第五章 魔王と魔王、そこらじゅうで派手にやってる 【第三節 グレンドルシャムへ】


          ☆


 雲の少ない青空の下を、おびただしい数の荷馬車が南へ向かっている。その両サイドには、荷馬車の群れを守るかのように、銀色の鎧を着込んだ騎馬兵たちがつきしたがっていた。

「……ずいぶんとまあ仰々しい隊列だね」

 馬車の窓から身を乗り出し、ハルドールは望遠鏡で隊列の前方を眺めた。

「ハルくん、これ全部、その何とかいう町に運ぶの?」

「ああ。グレンドルシャムっていったかな?」

 頭の中でこの国の地図を広げ、ハルドールはアマンドをぽりぽりとかじった。馬車に揺られての退屈な旅だが、任務である以上は仕方ない。

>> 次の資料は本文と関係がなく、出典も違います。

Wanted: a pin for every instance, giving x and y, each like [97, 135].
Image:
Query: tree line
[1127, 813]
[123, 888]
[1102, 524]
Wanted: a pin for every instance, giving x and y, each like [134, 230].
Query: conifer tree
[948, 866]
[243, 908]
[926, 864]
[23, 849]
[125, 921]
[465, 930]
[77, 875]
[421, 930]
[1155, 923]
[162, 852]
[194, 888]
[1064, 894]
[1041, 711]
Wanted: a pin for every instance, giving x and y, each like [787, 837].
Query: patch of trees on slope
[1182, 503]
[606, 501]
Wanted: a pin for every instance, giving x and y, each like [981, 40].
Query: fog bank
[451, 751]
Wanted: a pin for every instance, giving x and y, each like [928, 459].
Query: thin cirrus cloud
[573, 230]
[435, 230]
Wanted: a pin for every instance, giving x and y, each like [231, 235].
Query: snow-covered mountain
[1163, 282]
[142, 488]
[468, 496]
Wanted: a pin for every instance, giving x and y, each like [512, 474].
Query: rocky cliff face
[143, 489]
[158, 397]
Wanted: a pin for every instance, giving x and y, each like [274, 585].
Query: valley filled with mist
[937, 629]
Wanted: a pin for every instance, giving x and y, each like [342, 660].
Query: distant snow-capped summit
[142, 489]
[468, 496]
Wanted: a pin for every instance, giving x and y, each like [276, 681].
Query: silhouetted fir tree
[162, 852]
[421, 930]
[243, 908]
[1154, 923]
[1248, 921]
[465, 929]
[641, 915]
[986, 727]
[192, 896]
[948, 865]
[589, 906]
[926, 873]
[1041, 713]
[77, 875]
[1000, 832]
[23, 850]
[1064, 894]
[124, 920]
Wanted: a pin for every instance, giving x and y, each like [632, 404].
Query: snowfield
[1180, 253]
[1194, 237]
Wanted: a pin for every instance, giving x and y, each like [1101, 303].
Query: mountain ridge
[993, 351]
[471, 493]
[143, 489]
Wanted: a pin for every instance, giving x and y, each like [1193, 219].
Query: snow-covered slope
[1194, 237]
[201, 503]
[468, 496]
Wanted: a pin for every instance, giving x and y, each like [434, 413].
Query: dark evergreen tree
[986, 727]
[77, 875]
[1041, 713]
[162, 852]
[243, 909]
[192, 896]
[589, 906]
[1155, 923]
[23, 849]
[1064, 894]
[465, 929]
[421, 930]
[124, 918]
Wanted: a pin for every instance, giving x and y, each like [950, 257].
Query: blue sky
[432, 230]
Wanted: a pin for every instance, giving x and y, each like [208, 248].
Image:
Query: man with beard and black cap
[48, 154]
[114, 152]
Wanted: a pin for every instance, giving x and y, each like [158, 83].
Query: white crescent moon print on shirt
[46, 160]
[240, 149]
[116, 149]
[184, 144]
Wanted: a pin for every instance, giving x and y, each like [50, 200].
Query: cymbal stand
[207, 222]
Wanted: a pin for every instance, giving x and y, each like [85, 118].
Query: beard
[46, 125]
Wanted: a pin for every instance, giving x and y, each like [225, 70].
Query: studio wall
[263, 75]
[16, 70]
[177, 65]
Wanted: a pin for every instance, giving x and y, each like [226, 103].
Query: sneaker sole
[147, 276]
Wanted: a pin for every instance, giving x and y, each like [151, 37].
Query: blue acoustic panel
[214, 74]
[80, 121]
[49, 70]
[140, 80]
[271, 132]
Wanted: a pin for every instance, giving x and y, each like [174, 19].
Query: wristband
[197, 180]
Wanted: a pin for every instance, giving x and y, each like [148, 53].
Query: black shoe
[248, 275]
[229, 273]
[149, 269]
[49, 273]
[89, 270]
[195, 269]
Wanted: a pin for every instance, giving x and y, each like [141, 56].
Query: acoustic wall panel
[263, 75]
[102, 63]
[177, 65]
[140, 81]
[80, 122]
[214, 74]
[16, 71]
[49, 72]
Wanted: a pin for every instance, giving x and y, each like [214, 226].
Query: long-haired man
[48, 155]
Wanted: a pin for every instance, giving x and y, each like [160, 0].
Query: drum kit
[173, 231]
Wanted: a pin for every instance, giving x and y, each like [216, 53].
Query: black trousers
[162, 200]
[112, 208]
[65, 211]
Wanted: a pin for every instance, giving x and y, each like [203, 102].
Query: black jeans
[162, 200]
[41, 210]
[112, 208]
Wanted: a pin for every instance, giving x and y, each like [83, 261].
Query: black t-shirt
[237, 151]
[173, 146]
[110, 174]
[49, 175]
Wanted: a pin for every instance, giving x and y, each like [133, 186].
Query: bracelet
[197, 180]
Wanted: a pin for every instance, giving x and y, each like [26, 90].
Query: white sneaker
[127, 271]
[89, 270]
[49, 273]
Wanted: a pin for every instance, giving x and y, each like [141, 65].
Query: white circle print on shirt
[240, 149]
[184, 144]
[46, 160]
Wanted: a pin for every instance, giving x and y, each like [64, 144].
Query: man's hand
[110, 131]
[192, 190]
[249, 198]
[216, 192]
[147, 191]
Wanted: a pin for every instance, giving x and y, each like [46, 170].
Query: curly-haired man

 馬車の小窓を閉め、ふかふかしたシートにあらためてお尻を落ち着けたシロは、隣に座るクロを一瞥し、

「……そもそも、わたしたちを輸送部隊の護衛任務に就けること自体が腑に落ちないんだけど」

「護衛役を命じられたのは俺だけだよ。別にきみたちまでついてこなくてもよかったんだけどな?」

「……あのさ」

 それまで押し黙っていたクロが、くわっと目を見開いて自分の首を指さした。

「あんたから離れすぎるとわたしらのココに雷が落ちるよな? 見えない鎖の長さがどのくらいなのか判らない以上、ついていくしかないよな、ぼうや?」

「俺のそばを離れたくないって思ってくれたわけじゃないのか。それは残念」

 アマンドの入った小瓶をクロに手渡し、ハルドールはいったん浮かべた笑みをすぐさま消し去った。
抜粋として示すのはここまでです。